# A1 diesel vacuum pump



## FowVay (Aug 25, 2000)

Does anyone know of a source for a vacuum pump for the 1.6 liter non-turbo diesel engine? There doesn't seem to be a abundance of these engines in the junk yards and I have a early production pump which i'd like to find a suitable replacement to allow mating with my existing oil pump.
Any input is appreciated. Thx.


----------



## SlowMotion (Jun 9, 2002)

*Re: A1 diesel vacuum pump (FowVay)*

what's wrong with the one your using ?
have you try rebuilding your current pump?
rocky mountain motorworks have the rebuild kit. you'll need two, one is for the valves and the other is for the diagfram.
i just did mines 2 days ago, and it works like new.
but if you want a new unit, i think that napa sell a replacement unit, grab the part #, b/c they offer 3 types.
hth.


----------



## FowVay (Aug 25, 2000)

*Re: A1 diesel vacuum pump (hotshotz16v)*

I've tried practically every source I can think of for finding a new pump. I did find one on the internet for over $600 but that was impractical.
As for rebuild kits, they only include the diaphragms and valves. I have a worn shaft and bushings. My shaft pushes upward as the auxiliary shaft from the engine drives the pump and it has worn the lower bushing. This causes a mating problem with the oil pump drive.
I have gone to nearly every source in the metro Atlanta area trying to find a used pump but nothing that I found worked. I did find one in a wrecked car in Lithuania and it has been air freighted to me so I should get it in 4 days. Hopefully I will be able to simply replace the rubber parts and be back in business.
Thanks for your reply though. It's appreciated. http://****************.com/smile/emthup.gif


----------



## Vedubauman (Sep 20, 2001)

*Re: A1 diesel vacuum pump (FowVay)*

Did you try: VW City (talk to Brian) 770-424-5427 or Barry Palmer Automotive 770-425-2549. Talk to Mike. I thought I had one laying around but apparently I chucked it. Good luck.
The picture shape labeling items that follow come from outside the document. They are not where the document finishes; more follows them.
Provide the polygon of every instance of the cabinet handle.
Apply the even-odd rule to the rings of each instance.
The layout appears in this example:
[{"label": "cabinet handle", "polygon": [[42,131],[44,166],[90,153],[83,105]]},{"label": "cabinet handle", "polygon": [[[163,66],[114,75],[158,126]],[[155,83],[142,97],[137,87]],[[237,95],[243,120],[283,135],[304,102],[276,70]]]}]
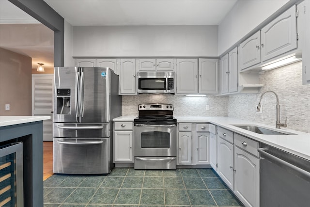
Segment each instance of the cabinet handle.
[{"label": "cabinet handle", "polygon": [[248,145],[248,144],[246,142],[242,142],[242,143],[241,143],[242,144],[242,145],[244,146],[247,146],[247,145]]}]

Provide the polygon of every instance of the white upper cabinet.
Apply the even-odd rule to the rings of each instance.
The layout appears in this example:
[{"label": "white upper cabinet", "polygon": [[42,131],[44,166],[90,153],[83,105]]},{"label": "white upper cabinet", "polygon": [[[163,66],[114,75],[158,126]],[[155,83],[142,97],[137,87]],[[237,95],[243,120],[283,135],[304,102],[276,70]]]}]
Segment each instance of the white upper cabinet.
[{"label": "white upper cabinet", "polygon": [[120,95],[135,95],[136,60],[122,59],[120,61]]},{"label": "white upper cabinet", "polygon": [[141,58],[139,61],[139,71],[173,71],[172,58]]},{"label": "white upper cabinet", "polygon": [[229,92],[238,91],[238,48],[228,53],[229,86]]},{"label": "white upper cabinet", "polygon": [[176,93],[194,94],[198,92],[197,59],[177,59]]},{"label": "white upper cabinet", "polygon": [[218,60],[199,59],[199,93],[218,93]]},{"label": "white upper cabinet", "polygon": [[173,71],[173,59],[172,58],[157,58],[156,59],[156,68],[157,70]]},{"label": "white upper cabinet", "polygon": [[261,35],[263,62],[297,48],[295,6],[262,29]]},{"label": "white upper cabinet", "polygon": [[98,59],[96,60],[96,65],[100,67],[109,67],[114,73],[117,73],[117,61],[116,59]]},{"label": "white upper cabinet", "polygon": [[155,71],[156,70],[156,59],[140,59],[139,71]]},{"label": "white upper cabinet", "polygon": [[228,53],[225,55],[219,61],[220,90],[221,94],[229,92],[229,69],[228,67]]},{"label": "white upper cabinet", "polygon": [[78,67],[96,67],[96,59],[76,59],[76,66]]},{"label": "white upper cabinet", "polygon": [[240,69],[261,63],[260,34],[260,31],[258,31],[240,44],[239,47]]}]

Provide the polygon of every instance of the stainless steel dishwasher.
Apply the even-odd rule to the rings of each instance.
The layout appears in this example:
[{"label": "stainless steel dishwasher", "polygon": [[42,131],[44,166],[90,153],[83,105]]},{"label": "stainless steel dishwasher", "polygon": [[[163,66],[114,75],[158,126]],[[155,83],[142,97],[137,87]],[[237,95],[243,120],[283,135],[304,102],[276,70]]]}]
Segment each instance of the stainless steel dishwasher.
[{"label": "stainless steel dishwasher", "polygon": [[309,207],[310,160],[261,144],[260,206]]}]

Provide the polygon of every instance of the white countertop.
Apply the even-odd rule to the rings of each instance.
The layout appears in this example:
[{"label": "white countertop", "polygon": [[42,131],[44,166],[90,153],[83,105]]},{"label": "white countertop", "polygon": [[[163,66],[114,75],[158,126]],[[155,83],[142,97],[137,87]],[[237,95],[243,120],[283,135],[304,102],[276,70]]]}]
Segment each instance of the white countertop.
[{"label": "white countertop", "polygon": [[49,116],[0,116],[0,127],[46,120]]},{"label": "white countertop", "polygon": [[[117,121],[133,121],[137,116],[122,116],[113,119]],[[274,126],[266,125],[246,120],[227,117],[175,116],[178,122],[208,122],[231,130],[258,142],[274,146],[294,155],[310,160],[310,133],[285,128],[276,128]],[[253,125],[282,132],[295,134],[265,135],[243,129],[233,125]]]}]

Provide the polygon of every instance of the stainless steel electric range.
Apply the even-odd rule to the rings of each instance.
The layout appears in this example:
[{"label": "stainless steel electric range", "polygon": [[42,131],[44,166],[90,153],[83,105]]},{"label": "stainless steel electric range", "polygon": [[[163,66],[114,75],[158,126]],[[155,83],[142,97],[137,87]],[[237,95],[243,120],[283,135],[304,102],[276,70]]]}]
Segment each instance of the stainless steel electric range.
[{"label": "stainless steel electric range", "polygon": [[176,119],[173,105],[143,104],[134,121],[135,169],[176,169]]}]

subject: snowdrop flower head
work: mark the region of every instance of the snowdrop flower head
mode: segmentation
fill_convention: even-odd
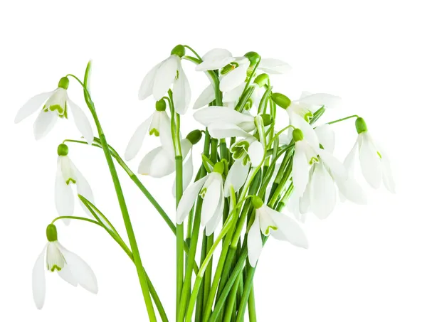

Does your pump have the oil line that feeds in from the oil filter neck??


[Modified by Vedubauman, 3:37 PM 4-18-2003]


----------



## SlowMotion (Jun 9, 2002)

*Re: A1 diesel vacuum pump (FowVay)*

danm and i didn't pick one up from a parts car that i saw. they are getting hard to find i guess.


----------



## FowVay (Aug 25, 2000)

*Re: A1 diesel vacuum pump (hotshotz16v)*

Yes, i went to VW city. He had two pumps but they were for the turbo diesel and had different gear drives. I did learn that I can buy biodiesel at the Conoco bulk plant while I was at VW city so it wasn't a complete waste of my drive up there.


----------



## MtDew (Nov 25, 2002)

*Re: A1 diesel vacuum pump (FowVay)*

There's is still a decent used vac pump on a car in a local yard I visit. car was T-boned on the driverside door. otherwise the car is intact. What';s your price range and I'll see if I can grab it. The engine bay is still complete except for the exh. Mani and downpipe which I removed, LMK


----------



## vag junkie (Jun 12, 2001)

*Re: A1 diesel vacuum pump (JamminJetta)*

If you still need one I saw two in my local pull-a-part today. They'll cost somewhere between $3.50 and $15 depending on who is working and what I say it is.


----------